Il est de bon ton, et sain, à notre époque, d'être cynique. Mais je ne peux m'empêcher de prêter l'oreille au débat et d'avoir parfois un pincement au coeur, comme lorsque j'ai lu la lettre de Florence Lacroix sur les conséquences de la loi 101 à Grand-Mère. Pour rappel, selon Mme Lacroix, ces dernières ont été globalement mauvaises, à cause d'un vice à l'origine. Elle écrit: «Même si à cette époque on nous désignait comme ''la catholique province de Québec'', cette loi ignorait un principe à la base même de cette religion: l'amour du prochain. Et ce mépris des anglophones a entraîné le départ de plusieurs d'entre eux». Mme Lacroix regrette la disparition des commerces où «la presque totalité des employés étaient francophones»: Grand'Mere Shoe, Empire Shirt, Grand'Mere Knitting, Textile Weaver, etc. 
À l'opposé de «la fameuse loi 101», Mme Lacroix aurait préféré une autre méthode, plus respectueuse de «nos anglophones [qui] se faisaient un devoir de [nous] encourager». D'ailleurs, «il aurait été si facile de protéger le français sans ces injustices envers les anglophones. Si la loi (provinciale?) avait exigé que dès la première année, toutes les écoles du pays donnent de sérieux cours de langue seconde à leurs élèves, on aurait pu voir les jeunes Anglais apprendre le français et nos jeunes à nous apprendre l'anglais». Il fallait y penser! Il n'y avait qu'à demander à nos braves anglophones d'envoyer leurs enfants dans les écoles françaises, moins d'une décennie après que le droit d'enseigner le français ait été accordé en Ontario, après un demi-siècle d'interdiction... maudits péquistes!
Blague à part, je crois que tout intellectuel devrait lire la lettre de Mme Lacroix (dont Yvan Lamonde qui vient de publier un court essai sur notre impuissance politique, Un coin dans la mémoire) pour mesurer notre long hiver, qui réside un peu dans la fausse croyance de cette dame, qui voit dans la loi 101, et non dans la nationalisation de l'électricité, les raisons de l'exode des anglophones dans notre région.

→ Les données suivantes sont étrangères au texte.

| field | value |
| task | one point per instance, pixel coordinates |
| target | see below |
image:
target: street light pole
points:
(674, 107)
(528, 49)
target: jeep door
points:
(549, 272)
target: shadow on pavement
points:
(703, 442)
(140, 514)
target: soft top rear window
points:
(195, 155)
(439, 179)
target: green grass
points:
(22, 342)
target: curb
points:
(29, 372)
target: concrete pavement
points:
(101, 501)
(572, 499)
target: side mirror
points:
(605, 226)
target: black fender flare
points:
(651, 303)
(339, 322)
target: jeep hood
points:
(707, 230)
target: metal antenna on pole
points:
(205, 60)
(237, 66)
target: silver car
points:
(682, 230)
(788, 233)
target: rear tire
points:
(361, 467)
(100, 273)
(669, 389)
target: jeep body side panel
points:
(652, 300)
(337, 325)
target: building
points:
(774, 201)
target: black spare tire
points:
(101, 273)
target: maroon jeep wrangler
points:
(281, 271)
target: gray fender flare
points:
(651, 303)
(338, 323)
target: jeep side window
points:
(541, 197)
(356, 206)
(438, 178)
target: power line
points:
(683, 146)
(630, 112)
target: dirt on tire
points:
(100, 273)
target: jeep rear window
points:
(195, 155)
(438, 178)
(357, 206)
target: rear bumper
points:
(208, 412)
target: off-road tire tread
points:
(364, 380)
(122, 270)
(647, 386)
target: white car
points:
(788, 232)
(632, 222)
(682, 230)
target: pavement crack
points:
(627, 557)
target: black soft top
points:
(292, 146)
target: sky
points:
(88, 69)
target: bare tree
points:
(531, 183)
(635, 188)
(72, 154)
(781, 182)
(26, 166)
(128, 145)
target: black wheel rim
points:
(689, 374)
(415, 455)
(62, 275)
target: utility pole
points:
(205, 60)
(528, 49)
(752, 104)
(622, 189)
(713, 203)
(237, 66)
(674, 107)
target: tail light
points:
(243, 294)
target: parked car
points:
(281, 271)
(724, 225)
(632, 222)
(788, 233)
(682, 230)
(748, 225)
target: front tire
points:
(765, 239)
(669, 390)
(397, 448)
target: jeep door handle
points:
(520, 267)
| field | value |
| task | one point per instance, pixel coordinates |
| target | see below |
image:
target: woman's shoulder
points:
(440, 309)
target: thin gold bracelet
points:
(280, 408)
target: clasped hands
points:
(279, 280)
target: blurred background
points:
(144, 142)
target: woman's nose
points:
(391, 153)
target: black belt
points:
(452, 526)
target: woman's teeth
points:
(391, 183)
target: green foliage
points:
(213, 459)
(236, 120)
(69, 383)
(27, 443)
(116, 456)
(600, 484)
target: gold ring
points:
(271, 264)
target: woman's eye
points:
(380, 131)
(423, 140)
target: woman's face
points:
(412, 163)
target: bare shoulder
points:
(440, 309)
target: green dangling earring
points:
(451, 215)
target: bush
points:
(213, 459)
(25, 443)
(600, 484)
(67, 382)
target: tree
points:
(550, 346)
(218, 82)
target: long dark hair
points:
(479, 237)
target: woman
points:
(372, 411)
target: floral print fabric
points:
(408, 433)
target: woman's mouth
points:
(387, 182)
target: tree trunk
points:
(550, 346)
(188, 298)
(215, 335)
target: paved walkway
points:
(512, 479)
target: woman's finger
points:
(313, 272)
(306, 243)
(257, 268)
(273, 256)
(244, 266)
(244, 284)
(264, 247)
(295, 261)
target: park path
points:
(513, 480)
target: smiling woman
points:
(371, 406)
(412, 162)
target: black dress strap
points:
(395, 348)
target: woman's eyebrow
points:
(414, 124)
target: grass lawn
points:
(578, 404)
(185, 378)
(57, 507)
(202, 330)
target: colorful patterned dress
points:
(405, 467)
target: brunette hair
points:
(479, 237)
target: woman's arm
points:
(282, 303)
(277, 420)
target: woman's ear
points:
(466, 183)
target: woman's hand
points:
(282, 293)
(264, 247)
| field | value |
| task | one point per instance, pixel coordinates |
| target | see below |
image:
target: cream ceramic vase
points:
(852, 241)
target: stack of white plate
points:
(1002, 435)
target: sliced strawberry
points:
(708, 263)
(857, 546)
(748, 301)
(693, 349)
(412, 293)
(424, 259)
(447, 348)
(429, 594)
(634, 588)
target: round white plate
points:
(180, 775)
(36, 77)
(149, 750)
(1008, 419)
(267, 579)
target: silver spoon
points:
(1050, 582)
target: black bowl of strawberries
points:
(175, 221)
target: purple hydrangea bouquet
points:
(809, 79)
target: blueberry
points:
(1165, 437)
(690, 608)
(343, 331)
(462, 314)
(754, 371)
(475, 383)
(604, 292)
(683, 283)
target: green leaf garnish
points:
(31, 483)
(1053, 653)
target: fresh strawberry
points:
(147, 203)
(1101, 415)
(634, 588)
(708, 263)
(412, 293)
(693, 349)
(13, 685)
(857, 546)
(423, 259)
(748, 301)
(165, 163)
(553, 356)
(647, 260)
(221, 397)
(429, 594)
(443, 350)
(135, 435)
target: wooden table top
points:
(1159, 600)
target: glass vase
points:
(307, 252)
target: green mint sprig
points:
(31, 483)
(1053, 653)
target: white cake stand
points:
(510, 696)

Cela dit, ce sont deux lois (101, nationalisation) qui ont largement servi le Québec, sinon Shawinigan. Il me semble que le débat a déjà eu lieu, les faits sont connus, mais l'essentiel n'est pas là. 
Il n'est pas non plus dans cet amour un peu délirant de «nos anglophones» («depuis leur départ, notre ville végète: aucune usine, des magasins à vendre, des vitrines vides... Même que Grand-Mère n'est plus qu'un secteur de Shawinigan», déplore-t-elle, un peu pathétique), ni dans le fait qu'on ne parlait déjà plus de «la catholique province de Québec» en 1976 (quid de Jean Lesage et de «l'État du Québec»?). Notre hiver, dans ce fouillis de drôles d'idées confuses, c'est l'espoir de Mme Lacroix formulé à la toute fin de sa lettre: «Comme le Canada serait un merveilleux pays si tous ses citoyens étaient bilingues d'un océan à l'autre! Est-ce rêver en couleurs que de l'espérer encore?» 
Eh oui. Le bilinguisme décline inexorablement au Canada, excepté au Québec où les francophones n'ont jamais été aussi bilingues. Sur l'ensemble du territoire, y compris au Québec, le français comme langue parlée à la maison recule (données du recensement 2016, Statistique Canada). Mais pour Mme Lacroix, et ils sont nombreux comme elle, il suffirait d'un peu de volonté, il suffirait de se montrer «gentil» avec les anglophones pour qu'ils se mettent à parler français. C'est pourquoi elle ose publiquement se demander si c'est «rêver en couleurs» que d'espérer le bilinguisme intégral au Canada. Que peuvent la raison ou la sociologie élémentaire contre la foi et l'amour, n'est-ce pas? De toute façon, si les choses ne marchent pas, si «nos anglophones», tels de rares petits animaux sauvages, ne viennent pas manger dans notre main, on aura toujours les nationalistes locaux à blâmer. On appelle cela un «cercle herméneutique». 
Ainsi, trop de nos concitoyens ont le regard tourné vers «l'âge d'or de notre passé», quand nous chouchoutions correctement nos maîtres. Ils n'ont que faire du Canada réel.